Not being famous or published or even known as a writer, I have not been asked this question. Then I wondered… why has it not occurred to me to even ask it? The answer was easy — I have lots of ideas.
Pretending someone asked me the dreaded question, I thought the answer was that I am a liar. It was no surprise to me when I did a quick liar test, and it came out positive. In fact, I would have been disappointed if it told me I was not a good liar, because good liar = good writer, right?
Writers are liars my dear, surely you know that by now?
― Neil Gaiman, The Sandman, Vol. 3: Dream Country
It was news to me until I happened upon Chuck Wendig‘s Beware of Writer article in 2010, which is NSFW and NSFSP (not safe for snake phobics).
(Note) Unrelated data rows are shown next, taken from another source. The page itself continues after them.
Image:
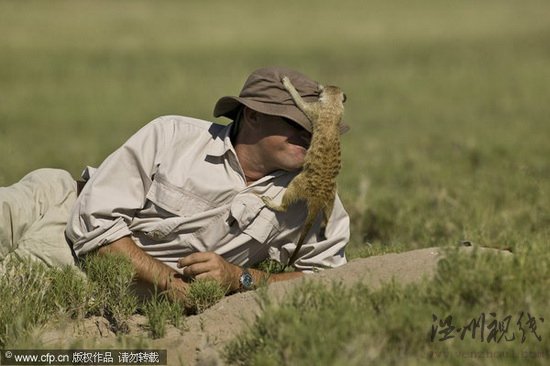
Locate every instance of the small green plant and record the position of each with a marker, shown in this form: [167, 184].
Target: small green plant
[111, 278]
[159, 310]
[203, 294]
[31, 293]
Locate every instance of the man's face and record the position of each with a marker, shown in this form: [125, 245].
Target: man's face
[284, 143]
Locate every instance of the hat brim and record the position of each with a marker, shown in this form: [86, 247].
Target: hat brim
[229, 107]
If any writer tells you, “Oh no, I’m not like that!” remember writers’ pants are on fire… always!
But in order to lie, you must have something to lie about.
Good Liar ≠ Good Ideas
So my answer to the dreaded question was wrong. Lying itself is no idea generator. It’s just fertilizer. (I feel childish satisfaction in the easy comparison between poop and lying.) The more effective the lies, the better the fertilizer to help the seed of an idea grow.
People seem to want magic beans that will fall on the ground of their writer wannabe brains and sprout into a giant beanstalk that tickles the sky. The reality is idea seeds are no different from the ones you pick up in the gardening department of your local store. Bring them home and leave them on a shelf, you get nothing. Throw the seeds on the ground in your back yard, and something might sprout, but it isn’t likely to be any good and will die from neglect. Plant them in some decent soil with the right amount of sun, water them when they need it, and something will grow. Treat the plants right, and you get blooms. Keep it up, and you get fruit. It takes work. There are no magic beans.
So where do you get the seeds?
The most direct route to your creative gardening department is to take Boredom Avenue, get lost, and find yourself not in front of the store, but smack dab in the seed aisle. Being bored lets the brain wander and create. It’s easier for that to happen when you aren’t constantly looking for entertainment, distraction, information, socialization. Stop thinking of boredom as a bad thing that must be quashed and let it in.
Another route is What If Road. If you “what if” everything, you’re bound to stumble right into some worthy seed options for your garden. Every story can be boiled down to a “what if.”
- What if humans unknowingly serve as batteries for our robot overlords?
- What if a boy and a girl from rival families fall in love?
- What if raccoons in their secret sewer underground are plotting to take over the world?
Let It Happen
People have tons of ideas every day, but they aren’t allowed to grow. Judge an idea unworthy as soon as it forms and you have a garden full of dirt. Creativity allows weeds. Good stories don’t only come from pretty flowers and vibrant fruit. Sometimes they drift in on the wind, take root, and mar the uniformity of blooms or may even choke all other life out of a garden. That’s a story too. Some of the best ideas are the ones you won’t like. If you dismiss them, you lose. You had an idea; you just deemed it bad.
So turn off your filter, take a What If, dress it up in some fancy liar pants (fire optional), and write yourself a story.